Updated Dependency check version in docker image. #148
Conversation
|
Can you please provide a link to a docs specifing this key? |
|
As you may have noticed, the project documentation is fairly light, especially surrounding the installation process and the publishing of pre-compiled binaries on Bintray. (I added the comment with the link to the main Bintray downloads page because it took me a while to figure out the right URL myself.) The best that I can do for you here is to explain how I got to the key. |
|
Isn't that fragile? maybe worth not using a signature until they official support it? |
|
In general, I think I understand where you are coming from. However, I think that in this case, it is likely fine. (I acknowledge, though, that I don't get the final say here, so if I fail to convince you, just let me know and that part can be removed so that we can get the rest taken care of.) Characterizing this as not officially supported assumes that there is some standard of official support that we can expect the developer to adhere to. Certainly it would be helpful if the published installation instructions mentioned this topic and provided the key with an assertion that future releases would be signed as such. However, given the overall sparse project documentation, I don't know that the omission of such a line implies a lack of support. What I do know, is that since the issue tracker comment linked in my previous comment, all 9 releases (starting with 3.3.0 on 2018/07/22) have been signed with signatures published to Bintray. Also, the developer has stated, in said linked comment, that this is an issue that is important to him. Therefore I would consider it fairly likely that this is planned to continue. Given this information, I believe that validating the signature for this package is reasonable, despite the lack of proper documentation on the process from the official project pages. The potential impact to Glue here is very minimal. You are downloading pinned versions of Dependency Check in this Dockerfile. So even if the next release isn't signed, your builds don't break until you change this file to point to that release package (at which point, if you were confident that the unsigned release was actually valid, you could also choose to disable the signature check). |
|
I'm more worried from a security point of view, but I see you're point. Let me ping them on the slack channel and see if someone can chime-in and shade some light here. |
|
Not sure if this will help alleviate your concerns here, but this PR was just merged into the Dependency Check repository to update the project documentation to mention the cryptographic signing of packages.
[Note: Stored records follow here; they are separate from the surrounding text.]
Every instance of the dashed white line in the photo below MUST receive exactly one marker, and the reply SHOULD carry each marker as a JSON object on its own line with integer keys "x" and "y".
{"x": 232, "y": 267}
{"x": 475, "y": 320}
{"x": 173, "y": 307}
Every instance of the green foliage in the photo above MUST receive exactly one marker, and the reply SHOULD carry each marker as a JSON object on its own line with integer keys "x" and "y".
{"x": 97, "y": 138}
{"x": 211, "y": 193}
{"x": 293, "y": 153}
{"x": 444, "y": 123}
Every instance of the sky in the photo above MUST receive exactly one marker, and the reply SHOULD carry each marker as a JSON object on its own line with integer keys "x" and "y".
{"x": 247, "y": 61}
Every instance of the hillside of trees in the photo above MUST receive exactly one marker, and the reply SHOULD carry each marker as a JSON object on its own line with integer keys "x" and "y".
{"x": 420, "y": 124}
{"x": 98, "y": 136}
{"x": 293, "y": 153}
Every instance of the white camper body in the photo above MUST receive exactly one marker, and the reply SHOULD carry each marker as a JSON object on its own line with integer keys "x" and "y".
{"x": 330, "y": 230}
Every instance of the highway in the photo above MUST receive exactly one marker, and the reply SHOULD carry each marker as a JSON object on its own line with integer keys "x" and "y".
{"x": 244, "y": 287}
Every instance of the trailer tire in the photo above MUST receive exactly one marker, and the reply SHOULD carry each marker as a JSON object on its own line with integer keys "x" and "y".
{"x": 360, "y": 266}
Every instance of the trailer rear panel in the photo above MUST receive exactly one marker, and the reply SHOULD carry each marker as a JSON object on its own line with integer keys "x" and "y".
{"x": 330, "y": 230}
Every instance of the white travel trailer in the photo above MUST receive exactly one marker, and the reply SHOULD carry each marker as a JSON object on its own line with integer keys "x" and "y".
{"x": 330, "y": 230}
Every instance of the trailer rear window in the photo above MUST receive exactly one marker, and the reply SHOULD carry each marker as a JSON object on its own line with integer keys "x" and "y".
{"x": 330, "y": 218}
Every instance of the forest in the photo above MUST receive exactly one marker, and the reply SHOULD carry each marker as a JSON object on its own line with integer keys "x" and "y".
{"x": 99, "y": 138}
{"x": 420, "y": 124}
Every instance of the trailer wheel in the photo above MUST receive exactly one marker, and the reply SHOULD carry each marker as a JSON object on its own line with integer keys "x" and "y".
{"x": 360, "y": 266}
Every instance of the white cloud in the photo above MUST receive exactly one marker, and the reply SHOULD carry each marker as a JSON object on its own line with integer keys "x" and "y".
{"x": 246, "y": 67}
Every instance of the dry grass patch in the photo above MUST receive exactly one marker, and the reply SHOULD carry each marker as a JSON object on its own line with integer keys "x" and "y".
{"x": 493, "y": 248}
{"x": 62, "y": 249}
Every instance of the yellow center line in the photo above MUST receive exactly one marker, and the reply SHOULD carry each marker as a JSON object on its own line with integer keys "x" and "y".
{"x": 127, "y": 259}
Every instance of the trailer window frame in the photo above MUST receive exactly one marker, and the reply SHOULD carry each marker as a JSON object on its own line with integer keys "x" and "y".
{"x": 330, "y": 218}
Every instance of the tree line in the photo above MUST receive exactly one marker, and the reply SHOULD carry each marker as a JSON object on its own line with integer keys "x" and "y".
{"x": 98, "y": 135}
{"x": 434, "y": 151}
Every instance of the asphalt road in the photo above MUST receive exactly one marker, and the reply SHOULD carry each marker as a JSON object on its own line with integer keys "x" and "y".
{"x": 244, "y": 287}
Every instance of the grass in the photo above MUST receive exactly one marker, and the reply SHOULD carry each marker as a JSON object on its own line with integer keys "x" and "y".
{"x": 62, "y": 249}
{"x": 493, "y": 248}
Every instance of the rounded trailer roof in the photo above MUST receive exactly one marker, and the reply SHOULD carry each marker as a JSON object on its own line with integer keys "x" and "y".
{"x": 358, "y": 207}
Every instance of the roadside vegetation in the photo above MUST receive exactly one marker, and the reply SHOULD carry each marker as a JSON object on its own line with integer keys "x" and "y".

Conveniently, it recommends the exact commands we're using here. 😄 |
|
Dependency-Check project documentation is here: https://jeremylong.github.io/DependencyCheck/ However, we do not document the signing process. For that, you'll need to ping @jeremylong |
|
Ok, I also noticed the PR was merged, which is a good sign :) |
…mand to minimize number of layers constructed.
|
@omerlh Just an update that those have been moved into a single layer. Also the documentation is live on the dependency-check site now. |
|
|
|
This issue has been automatically marked as stale because it has not had recent activity. It will be closed if no further activity occurs. Thank you for your contributions. |
Also adds GPG signature verification of the releases and updates the dependencies to keep it from failing if it encounters a DLL file in the scanned repo.